3

I am facing a difficult challenge, given my very low skills at text mining… Basically, I have a list of approx. 200 individuals described in a plain text file following a simple structure:

N: (name)
Y: (year of birth)
S: (sibling)

N: (name)
Y: (year of birth)
S: (sibling)

[etc.]

Here's the catch:

  • each individual can have missing data, in which case the line is omitted;
  • multiple siblings, in which case his/her entry has more than one S: line.

The only real constants in the text file are:

  • each individual is separated by a blank file from each other;
  • all lines feature the appropriate N:, Y: or S: prefix descriptor.

Is there a method, using pretty much anything from Excel (!) to Stata to R or even Google Refine or Wrangler, to turn that organised chaos into a standard dataset, by which I mean, one column per descriptor, with S1, S2... Sn columns for siblings?

If that is the wrong forum, please redirect me. I just figured that the stats crew would be the most acquainted with text mining.

Fr.
  • 1,453

2 Answers2

3

Load data

Assuming fd.txt contains the following

N: toto
Y: 2000
S: tata

N: titi
Y: 2004
S: tutu

N: toto
Y: 2000
S: tata2

N: toto
Y: 2000
S: tata3

N: tete
Y: 2002
S: tyty

N: tete
Y: 2002
S: tyty2

here is one solution in R:

tmp <- scan("fd.txt", what="character")
res <- data.frame(matrix(tmp[seq(2, length(tmp), by=2)], nc=3, byrow=TRUE))

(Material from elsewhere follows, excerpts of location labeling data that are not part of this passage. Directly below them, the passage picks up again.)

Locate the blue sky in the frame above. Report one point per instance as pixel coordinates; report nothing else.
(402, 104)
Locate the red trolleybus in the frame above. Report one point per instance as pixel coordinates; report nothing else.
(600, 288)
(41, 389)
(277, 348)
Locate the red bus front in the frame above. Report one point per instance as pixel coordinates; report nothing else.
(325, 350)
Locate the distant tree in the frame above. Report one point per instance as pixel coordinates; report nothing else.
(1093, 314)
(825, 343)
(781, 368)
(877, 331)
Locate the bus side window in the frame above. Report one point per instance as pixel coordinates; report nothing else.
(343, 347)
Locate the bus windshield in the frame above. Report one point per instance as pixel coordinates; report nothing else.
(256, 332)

The first command read everything a single vector of character, skipping blank lines; then we remove every odd elements ("N:", "S:", "Y:"); finally, we arrange them in a data.frame (this a convenient way to make each column a factor).

The output is

    X1   X2   X3
1 toto 2000 tata
2 titi 2004 tutu
3 toto 2000 tata2
4 toto 2000 tata3
5 tete 2002  tyty
6 tete 2002 tyty2

Please note that if you have some GNU utilities on your machine, you can use awk

sed 's/[NYS]: //' fd.txt | awk 'ORS=(FNR%4)?FS:RS' > res.txt

The first command uses sed to filter the descriptor (replace by blank); then awk will produce its output (Output Record Separator) as follows: arrange each record using default Field Separator (space), and put a new Record Separator (new line) every 4 fields. Of note, we could filter the data using awk directly, but I like separating tasks a little.

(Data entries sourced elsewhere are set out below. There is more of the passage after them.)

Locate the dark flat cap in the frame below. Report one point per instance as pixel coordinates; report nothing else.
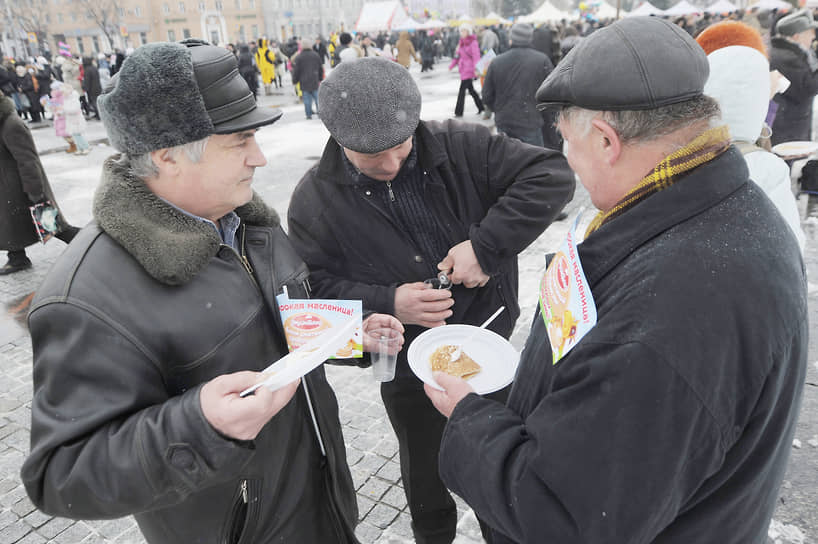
(795, 23)
(638, 63)
(369, 104)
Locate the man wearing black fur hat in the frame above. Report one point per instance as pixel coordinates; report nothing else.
(511, 82)
(162, 311)
(394, 201)
(671, 419)
(792, 54)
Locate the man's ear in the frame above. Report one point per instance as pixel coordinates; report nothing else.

The result is written in res.txt and can be imported into R using read.table():

toto 2000 tata 
titi 2004 tutu 
toto 2000 tata2 
toto 2000 tata3 
tete 2002 tyty 
tete 2002 tyty2 

Process and transform data

I didn't find a very elegant solution in R, but the following works:

library(plyr)
tmp <- ddply(res, .(X1,X2), mutate, S=list(X3))[,-3]
resf <- tmp[!duplicated(tmp[,1:2]),]

Then, resf has three columns, where column S list the levels of the X3 factor (siblings' name). So, instead of putting siblings in different columns, I concatenated them in a list. In other words,

as.character(resf$S[[1]])

gives you the name of tete's siblings, which are tyty and tyty2.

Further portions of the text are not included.